La mañana del 15 de julio, una agresión sexual sacudió el municipio alicantino de San Vicente del Raspeig. Una joven fue atacada mientras caminaba con su hermano por la calle Villafranqueza, en el centro de la localidad. Según ha desvelado El Debate, los hechos ocurrieron alrededor de las 6:30, cuando un hombre comenzó a seguirla, profiriendo comentarios obscenos antes de abalanzarse sobre ella, tocarla sin consentimiento y arrancarle la blusa.
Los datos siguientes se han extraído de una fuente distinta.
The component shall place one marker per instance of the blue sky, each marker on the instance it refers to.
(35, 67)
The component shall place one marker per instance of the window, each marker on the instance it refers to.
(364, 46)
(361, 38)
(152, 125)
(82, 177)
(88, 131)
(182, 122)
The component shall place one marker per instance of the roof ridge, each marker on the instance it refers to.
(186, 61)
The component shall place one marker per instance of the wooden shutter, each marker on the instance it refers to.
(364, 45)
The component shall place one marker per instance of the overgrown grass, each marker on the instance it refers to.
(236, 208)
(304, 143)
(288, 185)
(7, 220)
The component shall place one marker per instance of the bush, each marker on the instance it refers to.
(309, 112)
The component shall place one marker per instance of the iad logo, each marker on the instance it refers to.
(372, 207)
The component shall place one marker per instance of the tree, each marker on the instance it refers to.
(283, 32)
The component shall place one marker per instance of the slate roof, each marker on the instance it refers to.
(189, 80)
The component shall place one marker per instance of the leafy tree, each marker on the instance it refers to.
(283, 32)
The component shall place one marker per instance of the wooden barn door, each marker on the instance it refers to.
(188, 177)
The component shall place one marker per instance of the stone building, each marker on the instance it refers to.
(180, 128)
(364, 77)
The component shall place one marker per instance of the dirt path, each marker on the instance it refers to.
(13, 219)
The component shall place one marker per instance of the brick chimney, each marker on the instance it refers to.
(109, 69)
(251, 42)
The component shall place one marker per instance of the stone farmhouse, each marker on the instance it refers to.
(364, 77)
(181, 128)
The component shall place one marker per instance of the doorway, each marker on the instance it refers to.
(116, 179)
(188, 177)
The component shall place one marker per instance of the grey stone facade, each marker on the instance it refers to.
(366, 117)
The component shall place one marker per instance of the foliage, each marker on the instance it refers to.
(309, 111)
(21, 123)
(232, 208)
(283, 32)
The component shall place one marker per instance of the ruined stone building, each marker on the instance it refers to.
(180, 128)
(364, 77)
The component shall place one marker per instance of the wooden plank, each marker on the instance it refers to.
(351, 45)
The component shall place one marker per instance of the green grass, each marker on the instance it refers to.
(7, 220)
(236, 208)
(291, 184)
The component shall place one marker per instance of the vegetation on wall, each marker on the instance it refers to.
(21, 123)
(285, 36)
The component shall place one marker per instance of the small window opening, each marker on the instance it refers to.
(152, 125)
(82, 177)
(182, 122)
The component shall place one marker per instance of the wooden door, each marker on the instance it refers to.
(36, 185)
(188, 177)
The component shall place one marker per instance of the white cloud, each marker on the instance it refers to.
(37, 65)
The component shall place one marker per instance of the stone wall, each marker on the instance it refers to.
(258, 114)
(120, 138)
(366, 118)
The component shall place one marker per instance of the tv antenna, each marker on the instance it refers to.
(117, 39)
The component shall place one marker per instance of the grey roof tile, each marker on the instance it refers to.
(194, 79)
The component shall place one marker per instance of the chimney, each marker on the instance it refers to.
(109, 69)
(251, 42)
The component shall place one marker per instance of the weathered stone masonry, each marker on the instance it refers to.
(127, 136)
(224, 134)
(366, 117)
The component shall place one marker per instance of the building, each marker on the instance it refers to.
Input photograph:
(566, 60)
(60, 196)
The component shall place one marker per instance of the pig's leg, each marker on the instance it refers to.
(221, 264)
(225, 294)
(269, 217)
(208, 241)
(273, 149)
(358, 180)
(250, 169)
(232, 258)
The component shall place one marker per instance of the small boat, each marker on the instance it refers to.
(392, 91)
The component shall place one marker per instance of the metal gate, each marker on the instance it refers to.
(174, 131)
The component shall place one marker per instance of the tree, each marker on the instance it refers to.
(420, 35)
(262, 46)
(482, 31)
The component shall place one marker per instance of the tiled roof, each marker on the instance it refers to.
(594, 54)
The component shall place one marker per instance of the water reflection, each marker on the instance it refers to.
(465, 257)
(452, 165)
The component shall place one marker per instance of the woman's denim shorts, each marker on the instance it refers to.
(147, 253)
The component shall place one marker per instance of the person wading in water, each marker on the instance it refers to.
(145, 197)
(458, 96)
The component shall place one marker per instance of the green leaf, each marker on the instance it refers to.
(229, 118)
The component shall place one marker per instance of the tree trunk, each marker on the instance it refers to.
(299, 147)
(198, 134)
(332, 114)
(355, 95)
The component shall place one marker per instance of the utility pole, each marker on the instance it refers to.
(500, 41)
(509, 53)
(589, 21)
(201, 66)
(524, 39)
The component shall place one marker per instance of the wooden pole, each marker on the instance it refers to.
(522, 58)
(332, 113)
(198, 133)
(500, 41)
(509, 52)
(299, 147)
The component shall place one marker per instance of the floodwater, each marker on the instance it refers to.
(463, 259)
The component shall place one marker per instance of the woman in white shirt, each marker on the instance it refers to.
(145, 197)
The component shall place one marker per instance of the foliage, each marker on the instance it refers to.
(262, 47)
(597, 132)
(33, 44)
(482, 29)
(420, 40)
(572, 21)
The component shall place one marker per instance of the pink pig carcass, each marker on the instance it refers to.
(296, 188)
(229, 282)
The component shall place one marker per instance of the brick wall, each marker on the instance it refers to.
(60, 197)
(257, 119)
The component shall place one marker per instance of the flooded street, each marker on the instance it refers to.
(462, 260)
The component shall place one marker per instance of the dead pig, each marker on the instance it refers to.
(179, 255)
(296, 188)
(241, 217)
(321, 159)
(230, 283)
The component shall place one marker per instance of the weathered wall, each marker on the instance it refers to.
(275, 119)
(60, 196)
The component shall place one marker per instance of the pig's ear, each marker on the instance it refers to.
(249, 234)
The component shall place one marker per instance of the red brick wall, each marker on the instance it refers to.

La víctima acudió junto a su familiar a un centro médico, donde recibió atención y un parte de lesiones. Posteriormente, se dirigieron a la Guardia Civil para denunciar la agresión. La investigación, que se inició de inmediato, permitió identificar al sospechoso, un hombre de unos 30 años y nacionalidad argelina, en un descampado cercano a la calle Elche. Allí, vivía en una estructura improvisada bajo un árbol, en compañía de otra persona.
Durante el registro de la zona, los agentes hallaron objetos presuntamente robados, relacionados con un caso de robo con fuerza en las inmediaciones. El hombre fue detenido y trasladado a dependencias policiales, donde permaneció durante dos días. Posteriormente, pasó a disposición judicial. En su declaración ante el juez, afirmó no tener domicilio ni teléfono: «Vivo debajo de un árbol», aseguró.
Aunque no hubo penetración, los hechos se encuadran como delito de agresión sexual bajo la ley del «solo sí es sí», dada la naturaleza de los tocamientos no consentidos y la violencia física ejercida. El acusado, sin antecedentes penales previos, ya había sido objeto de vigilancia por parte de los cuerpos de seguridad ante sospechas de pequeños hurtos en la zona. Tras su declaración, fue puesto en libertad provisional.